A cousin invited Thallis to join her dance group. Then, after a few years, she was ready to lead her own. Chief Philip Martin asked her to help with the dancing at the Choctaw Fair, where that activity burgeoned from three community-based groups in the late 1970s to about eighteen today. Her daughter Jane leads a local group, two grandsons chant (the music for this repertoire of dances consists of non-lexical songs accompanied by a side drum or sticks), and a cousin leads a group that comes to the Fair from a Choctaw community in Tennessee. While there is some tendency today to standardize the music for and the steps of the dances, Mrs. Lewis encourages retaining the variety more typical in the past.

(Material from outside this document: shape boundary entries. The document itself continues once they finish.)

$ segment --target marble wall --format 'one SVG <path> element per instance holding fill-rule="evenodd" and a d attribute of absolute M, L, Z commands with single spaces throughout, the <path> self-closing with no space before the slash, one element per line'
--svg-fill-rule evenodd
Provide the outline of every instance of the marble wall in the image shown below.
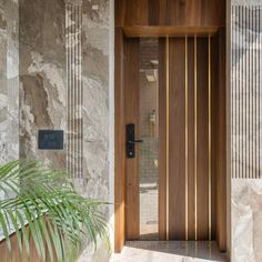
<path fill-rule="evenodd" d="M 0 0 L 0 163 L 19 158 L 18 8 L 17 0 Z"/>
<path fill-rule="evenodd" d="M 262 261 L 262 3 L 231 10 L 231 251 L 234 262 Z"/>
<path fill-rule="evenodd" d="M 37 159 L 109 201 L 110 0 L 0 0 L 0 162 Z M 112 26 L 113 27 L 113 26 Z M 64 149 L 38 150 L 39 130 Z M 109 220 L 109 210 L 104 209 Z M 83 251 L 81 261 L 107 261 Z"/>
<path fill-rule="evenodd" d="M 83 194 L 102 199 L 109 195 L 108 12 L 108 0 L 20 0 L 20 157 L 68 169 Z M 64 150 L 38 150 L 41 129 L 64 130 Z"/>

Choctaw social dances are essentially line dances for even numbers of males and females–ideally at least five of each—wearing traditional clothing. These days, kids learn to dance in the Choctaw schools. They dance at the Spring Festival ceremonies at their schools, then many of them join the community-based dance groups that participate each July in the Choctaw Fair. These groups span the generations, with both the line of males and that of females arranged by height! Many of the dances are named for animals, and often include motions referring to those animals. For instance, the dancers have occasion to duck down during the “Duck Dance,” and imitate the play of raccoons during the “Raccoon Dance.” But two dances that aren’t about animals that have become especially popular of late, the “War Dance,” the relatively athletic steps of which appeal to kids, and the “Stealing Partners Dance,” which has become the universal favorite because, after partners have been “stolen” from within the group, dancers grab participants from the audience too. Dancing supports community unity and family feeling. Thallis points out: “If I knew that my grandkids would be there, we’d be there . . . a kid will turn and look at you and smile.”